The last time I went to Venice it was one of those “I’ll go to Venice and everything’ll be alright” times. I was learning to walk again after months with my leg in the air or, encased in plaster to the knee, hopping tentatively behind my walker to the bathroom or down those few terrifying steps to the terrace in the garden. Too many stairs around me, too much mayhem on the roads, I was making heavy weather of it when one day I just knew: what I needed was a trip to Venice. ”Venice?” you ask. Yes, Venice, where only film stars can avoid walking, and each painful step is twice rewarded by the magnetism of the place. To give the expedition a social twist (acquaintances become a little tired of visiting, after the first couple of unreciprocated visits), and to give purpose to my daily excursions, I enrolled in a photography workshop.
In preparation, I had Bandula, the trainer, came to bully all those atrophied muscles (from head to toe, and to the furthest extremities of my fingertips) five days a week. I augmented his efforts by submitting to the pulse massagers, and other healing gadgets of HM Perera, the Physio, on three afternoons a week. I even took a flying (in our little seaplane) but unsuccessful visit to Thalpe for walking practice. And of course, I had a wardrobe of cool weather clothes to sew or alter.

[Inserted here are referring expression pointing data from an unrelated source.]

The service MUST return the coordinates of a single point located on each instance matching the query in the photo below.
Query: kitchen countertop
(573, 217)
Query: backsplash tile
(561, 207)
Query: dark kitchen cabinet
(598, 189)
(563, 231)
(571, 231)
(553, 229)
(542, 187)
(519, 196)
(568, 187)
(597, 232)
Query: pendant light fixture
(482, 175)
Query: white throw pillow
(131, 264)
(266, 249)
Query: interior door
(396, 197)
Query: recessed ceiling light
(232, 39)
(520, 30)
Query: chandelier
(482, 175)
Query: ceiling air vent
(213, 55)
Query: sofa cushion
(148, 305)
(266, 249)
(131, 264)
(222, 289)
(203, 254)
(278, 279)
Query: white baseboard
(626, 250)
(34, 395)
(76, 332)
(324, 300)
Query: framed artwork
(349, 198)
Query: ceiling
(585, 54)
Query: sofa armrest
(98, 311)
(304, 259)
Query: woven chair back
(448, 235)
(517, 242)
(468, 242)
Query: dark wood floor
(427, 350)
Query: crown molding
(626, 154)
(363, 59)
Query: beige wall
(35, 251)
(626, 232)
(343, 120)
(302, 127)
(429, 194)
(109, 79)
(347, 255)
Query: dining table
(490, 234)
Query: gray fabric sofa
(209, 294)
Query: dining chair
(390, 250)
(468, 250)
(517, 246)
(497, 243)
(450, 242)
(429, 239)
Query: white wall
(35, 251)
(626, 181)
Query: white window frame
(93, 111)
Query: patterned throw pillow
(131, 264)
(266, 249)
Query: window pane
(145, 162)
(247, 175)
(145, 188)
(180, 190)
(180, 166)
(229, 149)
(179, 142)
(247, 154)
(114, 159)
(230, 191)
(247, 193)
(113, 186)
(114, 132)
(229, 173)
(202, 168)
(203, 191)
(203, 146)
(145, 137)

It was all an exciting whirl and right up till the moment I took off it seemed it might be the height of folly to be thinking of going anywhere, let alone Venice. But I’m nothing if not determined (especially where Venice is concerned) and so, fool, or visionary (I know which Ma would have nominated), off I went!
Visionary I am – unswerving in my belief in the potent power of Venice to entice me out to explore endlessly and thus to full recovery – but I did recognise I might benefit from an intermediate step. And in any case, my oldest friend lives in Switzerland, and where better to practice walking than in Switzerland, where it’s the national pass-time? During the ten days I spent with S, we took daily walks in the forests and valleys around her village, or around the summits of a couple of mountains we went to, gradually building up to around 1,000 or more steps a day (recorded on the pedometer I bought, I could see how useful it was going to be!).

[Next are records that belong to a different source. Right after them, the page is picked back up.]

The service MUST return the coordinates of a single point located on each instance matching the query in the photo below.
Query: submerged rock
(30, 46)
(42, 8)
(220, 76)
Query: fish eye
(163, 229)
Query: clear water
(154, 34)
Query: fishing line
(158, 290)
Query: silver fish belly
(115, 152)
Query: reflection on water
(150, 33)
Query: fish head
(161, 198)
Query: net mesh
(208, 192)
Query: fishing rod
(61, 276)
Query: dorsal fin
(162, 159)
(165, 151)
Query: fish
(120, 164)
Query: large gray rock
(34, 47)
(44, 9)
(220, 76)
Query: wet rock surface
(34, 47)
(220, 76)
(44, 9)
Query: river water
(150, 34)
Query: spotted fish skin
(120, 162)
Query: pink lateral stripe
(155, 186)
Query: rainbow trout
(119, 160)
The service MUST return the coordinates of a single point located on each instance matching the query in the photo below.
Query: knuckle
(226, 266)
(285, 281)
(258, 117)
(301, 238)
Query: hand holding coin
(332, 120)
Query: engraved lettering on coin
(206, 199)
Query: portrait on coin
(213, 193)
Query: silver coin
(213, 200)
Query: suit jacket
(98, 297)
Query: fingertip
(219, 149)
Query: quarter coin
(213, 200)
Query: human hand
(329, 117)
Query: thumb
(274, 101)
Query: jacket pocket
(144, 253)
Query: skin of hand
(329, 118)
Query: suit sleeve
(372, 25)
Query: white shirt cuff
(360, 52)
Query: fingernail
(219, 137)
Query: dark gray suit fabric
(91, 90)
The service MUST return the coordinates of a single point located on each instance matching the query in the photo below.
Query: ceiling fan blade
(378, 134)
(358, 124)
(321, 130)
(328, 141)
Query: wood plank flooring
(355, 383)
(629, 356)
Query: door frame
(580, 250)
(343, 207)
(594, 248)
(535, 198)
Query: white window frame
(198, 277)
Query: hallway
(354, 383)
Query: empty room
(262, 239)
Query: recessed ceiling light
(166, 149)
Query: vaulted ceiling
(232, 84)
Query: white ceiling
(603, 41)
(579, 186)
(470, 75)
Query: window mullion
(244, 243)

Ha! Wasn’t enough. All of a sudden, there I was in Venice, on two-or three-hour location shoots, where we were walking 3,000, 4,000, 5,000 and one day, over 6,600 steps! My goodness… Gradually I began to see improvement and the reward for my efforts was being able to penetrate deeper and deeper into breathtaking Venice. For me, the city is a fantasy, a wild and vivid fantasy – the manifestation of man’s most fervid dreams, of power, and corruption. At every turn the magic of the place still astounds me.
But I digress. At New Years I followed the music for a few vertiginous steps around the dark, dazzling, dizzying dance floor, and the other day I was prompted by nothing but high spirits to take Maggie by the paws and do a little jig. But today I ran. Not the great loping strides of a runner, but I ran. Already I feel a new sense of freedom, a physical confidence I haven’t felt since I fell down those stairs, on the 5th of February last year.
You understand now why I have such faith in the power of Venice? It won’t be long now before my answer will be “yes, I went running”.
P.S. For those of you appalled by my apparent profligacy, I have no excuses. I’m not wealthy (in fact my financial situation is, as it has been all my life, parlous), but there’s nothing I can do about it – the Wanderlust Gene is not recessive, and must be accommodated. And for a few weeks in Venice, dear reader, I will gladly forego my favourite foods, champagne (or wine, or any other alcohol, for that matter), flowers, trips to the theatre, the patronage of painters, even the purchase of books, fashionable clothing, eating out in restaurants with friends, pretty well anything. Just so that’s understood.